How does this compare to the newly graduated podiatric physician who has paid for 8 years of college and podiatric medical training and then received a small stipend during their three-year residency? The same can be said of other physicians or health care workers who endure long training periods.
During this 11-year or longer time period, the physician may have accumulated $500K in debt for tuition alone, while the average LIRR worker has earned more than $1.5M. These dollar estimates do not include other living expenses which the medical student may need to borrow to pay for, raises for those working or interest charges on the loan amounts or loss of interest on the money potentially earned, ability to purchase a home an accumulate more wealth by those employed by the railroad, utility or hotel. Nor do this dollar estimates include the value of contract perks, including but not limited to health insurance, paid maternity or paternity leave, etc. All the while the medical student is driven further into debt while their employer (hospitals) make huge amounts from Medicare per residency slot (net of approximately $50K-$100K after residency salaries).
To add insult to injury the practicing physician has been punished with no real raise from Medicare in over at least a decade, with reimbursements for some procedures decreasing year to year, along with inflation, increased costs of doing business, all making it more difficult to financially survive.

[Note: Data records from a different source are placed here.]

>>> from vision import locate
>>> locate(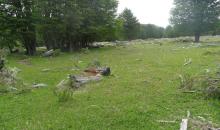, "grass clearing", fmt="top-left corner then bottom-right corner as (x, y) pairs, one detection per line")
(0, 38), (220, 130)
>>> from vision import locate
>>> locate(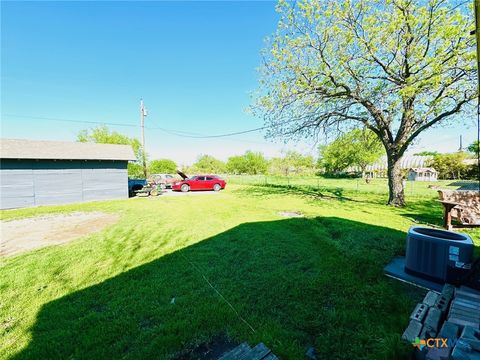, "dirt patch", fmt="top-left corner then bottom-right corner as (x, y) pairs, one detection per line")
(0, 212), (118, 256)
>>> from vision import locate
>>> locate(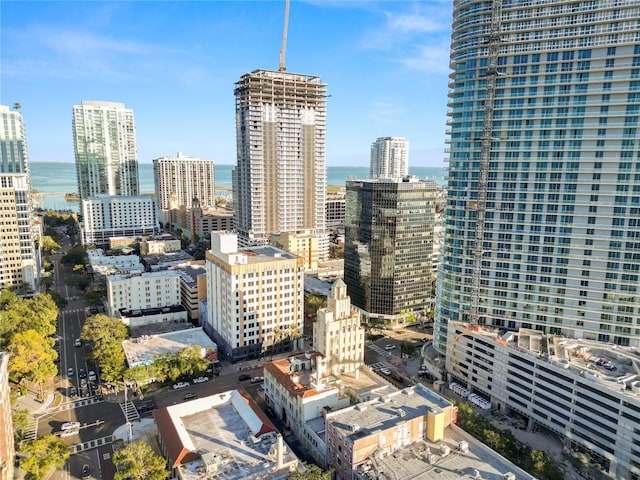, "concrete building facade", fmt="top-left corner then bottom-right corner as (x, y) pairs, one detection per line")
(313, 279), (364, 376)
(153, 152), (216, 222)
(202, 232), (304, 362)
(0, 105), (40, 289)
(344, 177), (437, 325)
(233, 70), (328, 258)
(0, 352), (16, 480)
(72, 100), (140, 200)
(369, 137), (409, 178)
(445, 322), (640, 479)
(80, 195), (160, 246)
(107, 271), (180, 317)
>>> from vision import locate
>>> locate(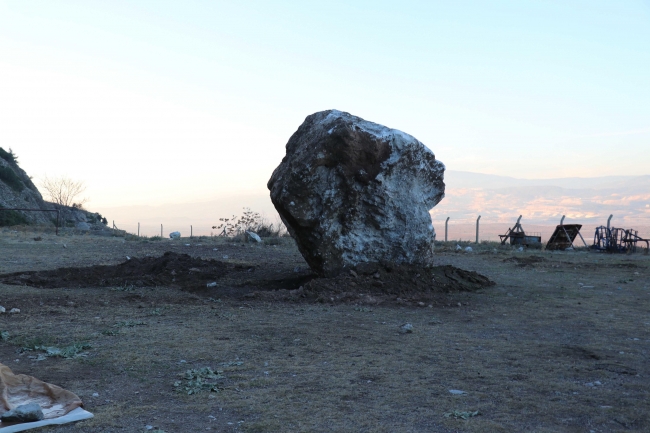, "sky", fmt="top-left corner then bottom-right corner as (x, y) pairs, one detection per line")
(0, 0), (650, 209)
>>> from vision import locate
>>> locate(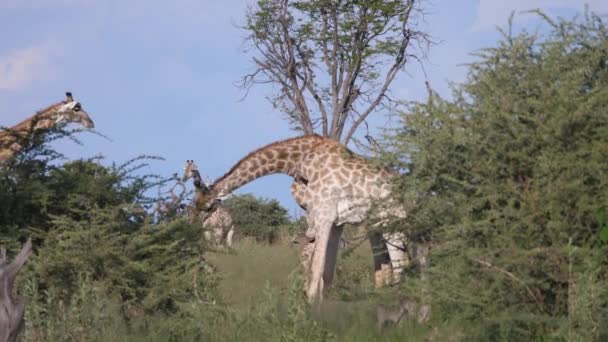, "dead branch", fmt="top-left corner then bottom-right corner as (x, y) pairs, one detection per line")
(0, 239), (32, 342)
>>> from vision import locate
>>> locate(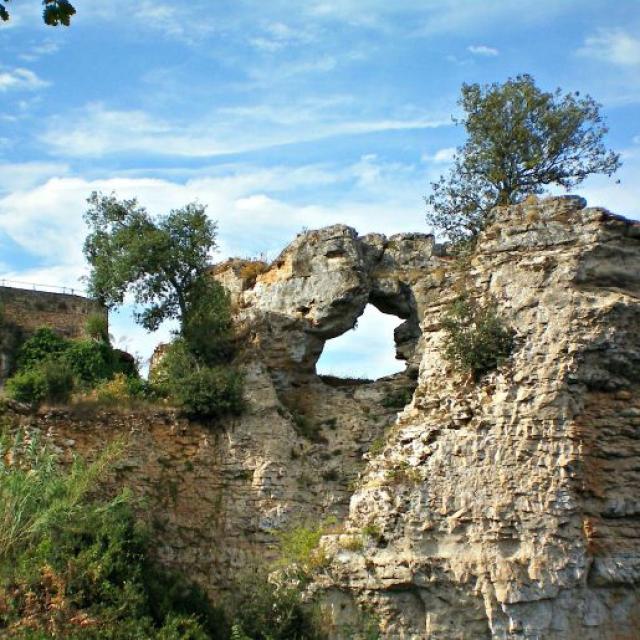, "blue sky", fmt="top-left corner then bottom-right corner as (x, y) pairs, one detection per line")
(0, 0), (640, 375)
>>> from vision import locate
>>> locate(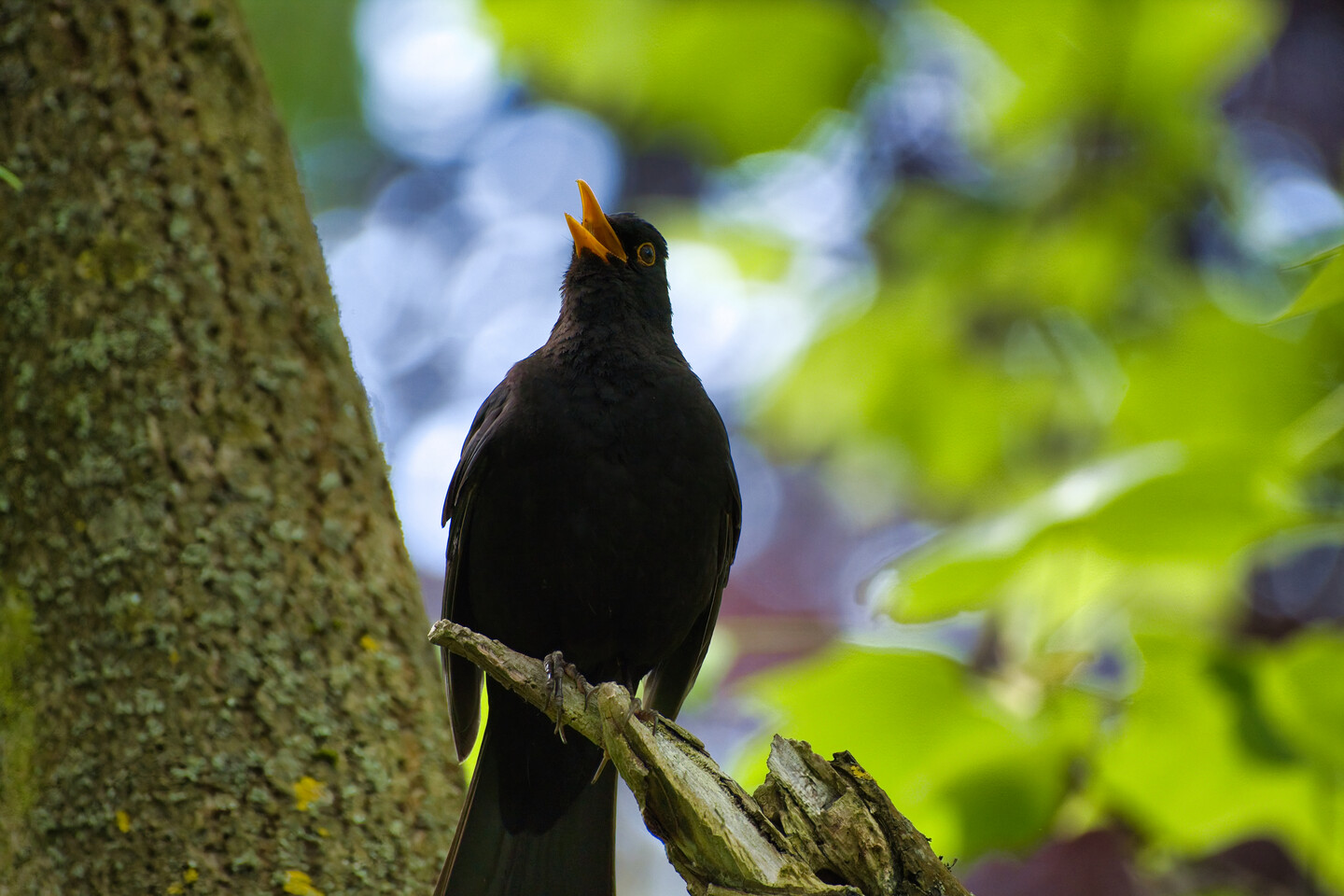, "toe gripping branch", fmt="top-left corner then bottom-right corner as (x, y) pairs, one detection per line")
(541, 651), (594, 741)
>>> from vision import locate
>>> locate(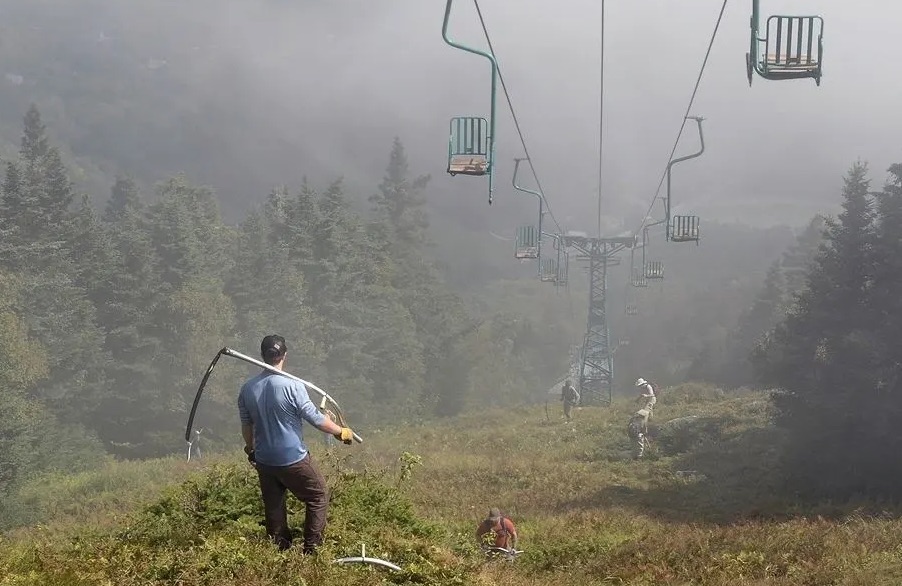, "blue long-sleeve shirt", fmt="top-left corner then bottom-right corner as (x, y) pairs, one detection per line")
(238, 371), (326, 466)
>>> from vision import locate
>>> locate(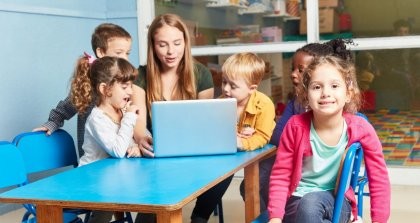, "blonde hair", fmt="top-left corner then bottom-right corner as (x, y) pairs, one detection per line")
(146, 14), (197, 111)
(222, 53), (266, 86)
(70, 56), (138, 113)
(297, 55), (361, 114)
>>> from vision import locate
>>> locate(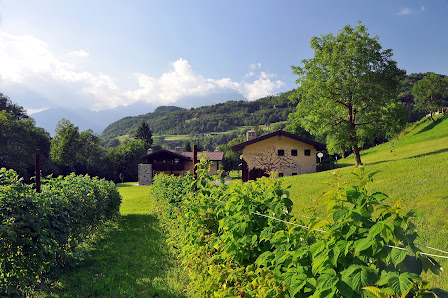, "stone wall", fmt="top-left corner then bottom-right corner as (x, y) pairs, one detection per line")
(138, 163), (152, 185)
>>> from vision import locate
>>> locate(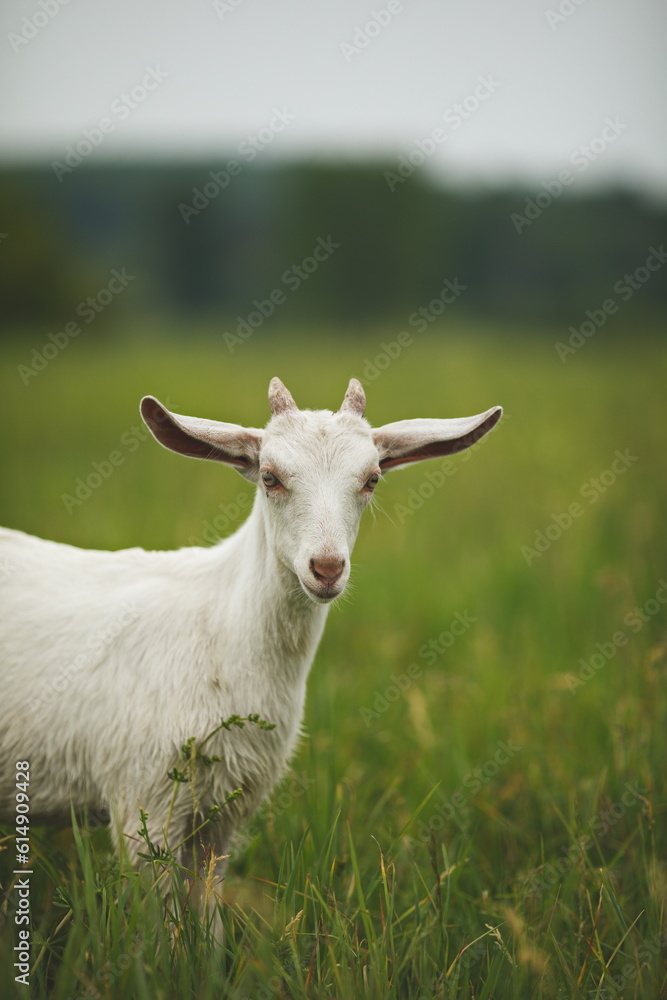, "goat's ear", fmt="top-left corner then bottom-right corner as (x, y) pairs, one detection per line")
(373, 406), (503, 471)
(140, 396), (262, 481)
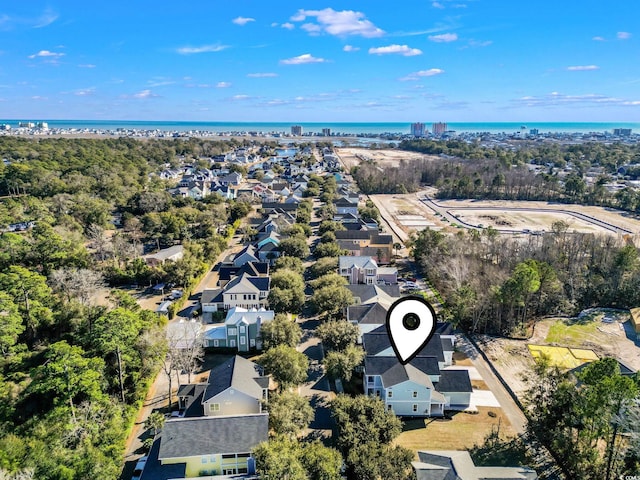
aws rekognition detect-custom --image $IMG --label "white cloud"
[400,68,444,82]
[133,89,159,98]
[33,8,59,28]
[231,17,256,27]
[291,8,384,38]
[369,45,422,57]
[176,44,229,55]
[567,65,600,72]
[429,33,458,43]
[280,53,326,65]
[514,92,640,107]
[247,72,278,78]
[29,50,65,58]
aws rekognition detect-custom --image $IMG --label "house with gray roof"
[178,355,269,417]
[142,413,269,480]
[203,307,275,352]
[411,450,538,480]
[362,323,472,417]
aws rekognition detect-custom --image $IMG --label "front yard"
[395,407,515,452]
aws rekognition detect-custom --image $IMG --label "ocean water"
[0,119,640,135]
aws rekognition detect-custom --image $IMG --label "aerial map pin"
[387,296,436,365]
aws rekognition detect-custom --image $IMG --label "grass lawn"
[395,407,515,452]
[545,319,600,347]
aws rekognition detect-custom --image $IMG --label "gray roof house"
[178,355,269,417]
[412,450,538,480]
[142,413,269,480]
[362,323,472,417]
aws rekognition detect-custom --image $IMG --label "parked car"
[131,455,149,480]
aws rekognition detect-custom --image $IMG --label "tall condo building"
[411,122,425,137]
[431,122,448,135]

Over the last twenty years, some insurance plans have gone from 125% of Medicare to 65% of Medicare. One Medicaid managed care plan in NY is now offering contracts at 65% or less of the Medicaid fee schedule.
It may be illegal to unionize and collaboratively work together to force payers to recognize our value to society. Why can nurses and resident physicians unionize effectively, while independent physicians cannot? For now that is off the table, but the logic behind that defies me, leaving this argument for another day.
How long can we afford this to go on? Who will be willing to sacrifice their retirements, only to be paid wages which are far below minimum. One must be responsible for the survival of their own practice and be able to look in the mirror and say I just won’t take this anymore, without worrying that their colleague down the block may jump on the insurance companies’ bandwagon.
When I was a kid, the joke was that bus drivers in the Soviet Union made more than physicians. It appears the jokes now on us. Medical providers now have much in common with Rodney Dangerfield, as we get no respect. Has the U.S now become the Soviet Union?